Appearing in JNREL Vol. 22 No. 2, this comment was written by former Comments Editor Ashley Owens. This abstract was written by staff member Tanner James.
Few legal terms elicit an impassioned response comparable to that inspired by "eminent domain." When discussing the governmental power to take possession of private, real property, the reactions are as varied and intense as one might imagine. Given this volatility, courts are faced with a delicate balancing act when defining the terms and limits of this power and its interpretation.
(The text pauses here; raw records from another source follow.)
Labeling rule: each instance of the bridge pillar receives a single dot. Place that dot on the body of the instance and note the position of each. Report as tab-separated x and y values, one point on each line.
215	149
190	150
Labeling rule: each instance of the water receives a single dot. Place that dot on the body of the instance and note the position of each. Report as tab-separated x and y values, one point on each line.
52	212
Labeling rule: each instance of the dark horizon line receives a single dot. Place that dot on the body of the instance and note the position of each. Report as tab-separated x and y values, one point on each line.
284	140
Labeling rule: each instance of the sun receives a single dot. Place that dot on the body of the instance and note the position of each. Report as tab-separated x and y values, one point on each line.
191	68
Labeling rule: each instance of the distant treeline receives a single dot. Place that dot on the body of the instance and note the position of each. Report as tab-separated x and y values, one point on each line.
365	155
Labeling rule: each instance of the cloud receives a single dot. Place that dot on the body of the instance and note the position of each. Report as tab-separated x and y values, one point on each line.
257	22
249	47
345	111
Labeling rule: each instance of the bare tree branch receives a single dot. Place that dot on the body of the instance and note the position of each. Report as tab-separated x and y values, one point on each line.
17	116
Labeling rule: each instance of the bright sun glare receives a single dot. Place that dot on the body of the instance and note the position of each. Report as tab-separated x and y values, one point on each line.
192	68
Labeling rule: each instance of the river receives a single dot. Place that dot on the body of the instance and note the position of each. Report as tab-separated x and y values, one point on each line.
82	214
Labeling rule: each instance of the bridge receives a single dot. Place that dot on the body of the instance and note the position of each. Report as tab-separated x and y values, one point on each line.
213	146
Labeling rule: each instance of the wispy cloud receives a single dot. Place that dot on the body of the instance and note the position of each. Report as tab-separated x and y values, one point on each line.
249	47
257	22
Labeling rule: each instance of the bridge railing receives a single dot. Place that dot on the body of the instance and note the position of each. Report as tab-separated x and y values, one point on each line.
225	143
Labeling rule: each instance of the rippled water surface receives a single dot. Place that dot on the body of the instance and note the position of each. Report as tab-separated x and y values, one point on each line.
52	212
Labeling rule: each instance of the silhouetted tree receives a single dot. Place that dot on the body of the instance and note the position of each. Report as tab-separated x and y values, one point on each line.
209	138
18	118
In Metropolitan Water District v. Campus Crusade for Christ, Inc., 161 P.3d 1175 (Cal. 2007), the California Supreme Court undertook the task of defining the role of judge and jury in determining damages (i.e., compensation) in eminent domain actions. At issue was the question of who should decide what constitutes "the highest and most profitable use to which the property might be put in the reasonably near future." Specifically, when property would require rezoning in order to achieve its "highest and most profitable use," who is to decide whether the possibility of rezoning is sufficient to justify damages based on the planned use of the property?
In a reversal of the lower court, the California Supreme Court held that the jury must be presented any evidence that would show a "reasonable probability" of rezoning. Furthermore, the court held that the question of rezoning-probability should be submitted to the fact-finders if a reasonable juror could find that rezoning is likely. This holding effectively establishes the judge as a gatekeeper, while also granting substantial power to the jury to determine the extent of damages.
The implications of this case are, appropriately, subject to criticism from both poles. While the damages awarded may increase as a result of jury control, the judge still retains the power to exclude certain damages as the ultimate gatekeeper.